Charles Taylor in his book The Secular Age talks about Descartes.
I’ve always had a soft spot for Descartes. I was introduced to him in a college logic class and continue to dip into his works from time to time.
Taylor points out the way Descartes uses the word, “generosity,” to mean something much different than the modern sense of this word.
“This word meant something different in the seventeenth century. It designates the lively sense one has of one’s rank, and of the honour which attaches to it, which motivates one to live up to the demands of one’s station… heroes [in stage plays of Descartes time] are always declaring their ‘générositié’ as the reason for the striking, courageous and often gruesome acts they are about to commit.”
I was intrigued and checked it out in the Oxford Dictionary of English. Sure enough, there tons of quotes to illustrate this obsolete mean of the word.
Under the definition “Aristocratic birth or lineage; nobility” was this lovely quote:
“1572 J. Bossewell Wks. Armorie f. 13v, Sentences concerning generositie, collected out of sundrye Aucthors, and firste certayne verses, made by G. Chaucer, teaching what is gentleness, or who is worthy to bee called gentle.”
Another definition moves a bit toward our modern understanding of “generosity.”

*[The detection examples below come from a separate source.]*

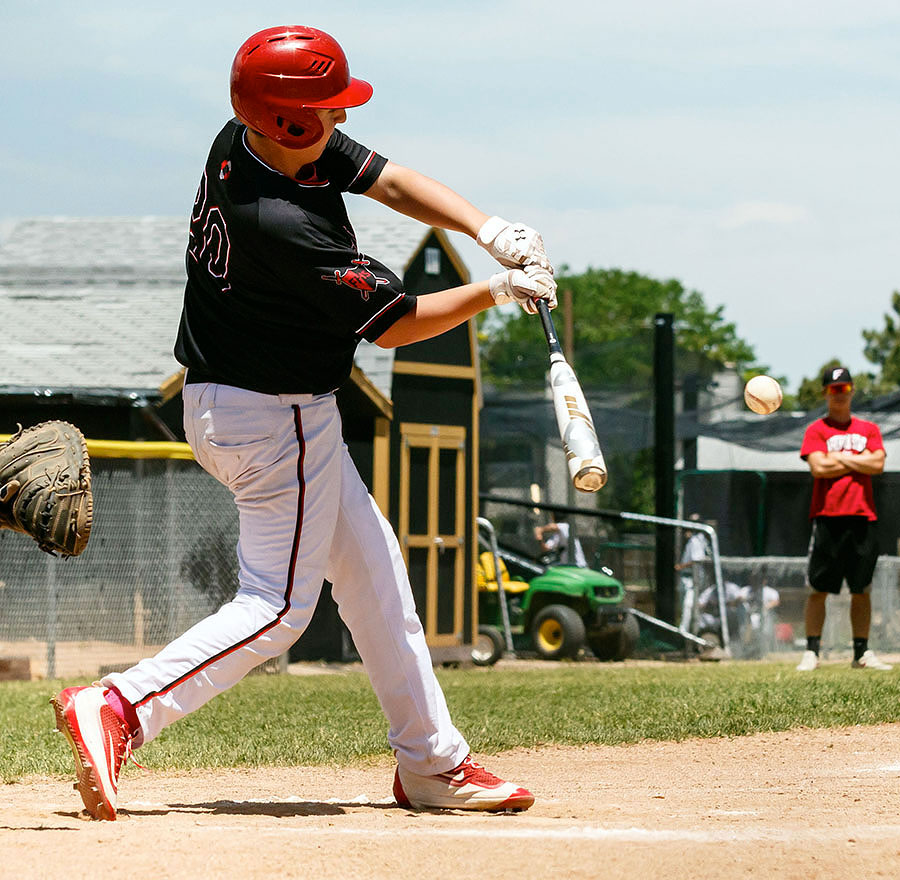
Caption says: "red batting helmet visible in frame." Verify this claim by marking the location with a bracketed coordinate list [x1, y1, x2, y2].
[231, 25, 372, 150]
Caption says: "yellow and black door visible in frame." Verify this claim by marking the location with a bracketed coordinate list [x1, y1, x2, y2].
[398, 422, 468, 648]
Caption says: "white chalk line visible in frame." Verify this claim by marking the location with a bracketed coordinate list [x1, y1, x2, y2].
[174, 820, 900, 844]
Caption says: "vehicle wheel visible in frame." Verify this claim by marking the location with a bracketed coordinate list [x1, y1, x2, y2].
[472, 626, 506, 666]
[588, 614, 641, 660]
[531, 605, 585, 660]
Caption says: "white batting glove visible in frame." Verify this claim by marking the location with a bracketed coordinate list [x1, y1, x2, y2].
[476, 217, 553, 275]
[490, 265, 556, 315]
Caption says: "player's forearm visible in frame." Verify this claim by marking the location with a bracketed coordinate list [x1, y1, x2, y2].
[843, 449, 884, 475]
[375, 281, 494, 348]
[366, 162, 488, 238]
[809, 455, 850, 480]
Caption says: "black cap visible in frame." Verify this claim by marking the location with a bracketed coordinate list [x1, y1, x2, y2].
[822, 367, 853, 388]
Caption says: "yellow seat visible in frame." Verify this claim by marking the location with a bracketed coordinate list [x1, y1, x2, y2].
[475, 550, 528, 593]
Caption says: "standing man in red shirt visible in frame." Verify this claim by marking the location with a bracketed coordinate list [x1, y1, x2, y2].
[797, 367, 891, 672]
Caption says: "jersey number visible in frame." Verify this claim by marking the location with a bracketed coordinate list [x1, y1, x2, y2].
[188, 171, 231, 293]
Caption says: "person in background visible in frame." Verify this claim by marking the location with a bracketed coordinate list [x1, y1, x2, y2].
[797, 366, 891, 672]
[534, 522, 588, 568]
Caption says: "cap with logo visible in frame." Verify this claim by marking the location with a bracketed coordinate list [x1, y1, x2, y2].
[822, 367, 853, 388]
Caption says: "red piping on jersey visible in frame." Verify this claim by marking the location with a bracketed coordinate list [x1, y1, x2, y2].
[347, 150, 375, 189]
[356, 293, 404, 336]
[131, 404, 306, 708]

“Character or conduct characteristic of or befitting a person of noble birth, esp. nobility of spirit. Now in weakened sense: willingness to lay aside resentment or forgive injuries; magnanimity; fair-mindedness. Formerly also: spec. †courage (obs.).”
You can hear this in the phrase, “generosity of spirit,” which sort of combines the obsolete meaning with the modern. I usually read through the sentences provided to illustrate the meaning of words in the OED. Here’s a great one for generosity.
“2001 Cape Times 25 May ii. 12/3 South Africans lack a generosity of spirit and would much rather actively resent the success of others than be happy that success means one less lumpen pissing on the pavement.”
Yesterday I found myself thinking of the phrase, “duty and delight.”
Some used it at staff. I know it as the title of Erik Routley’s Festschrift.
I was wondering where the phrase comes from. I found myself using it talking to my student, Rudy, yesterday. We worked on two measures for about forty minutes. It was quite intense. He understood that passage but was having difficulty executing it. When we moved from that piece to a Scriabin prelude, I refrained from doing much constructive criticism and made him play it three times all the way through. For the third time, I removed all the stuff on his baby grand and opened the lid. I reminded him how much better it sounds now that he had a piano technician work on it.
The last time through I could tell that he was letting himself enjoy it more. That’s when I mentioned “duty and delight.”
Besides Routley’s own hymn quoted in the subtitle of the Festschrift (“In praise of God meet duty and delight”), the editors give two more references for the phrase: an Isaac Watts version of Psalm 147 and the United Reformed Church (of Scotland I guess) Book of Worship second eucharistic prayer.
I have penciled in the margin of my copy of this book that the two words are used in conjunction St. Augustine’s City of God as found in translation and excerpted in Robert Wright’s Readings for the Daily Office from the Early Church, p. 425
“[God] will be the goal of all our longings; and we shall see him for ever; we shall love him without surfeit; we shall praise him without wearying. This will be the duty, the delight, the activity of all, shared by all who share the life of eternity.”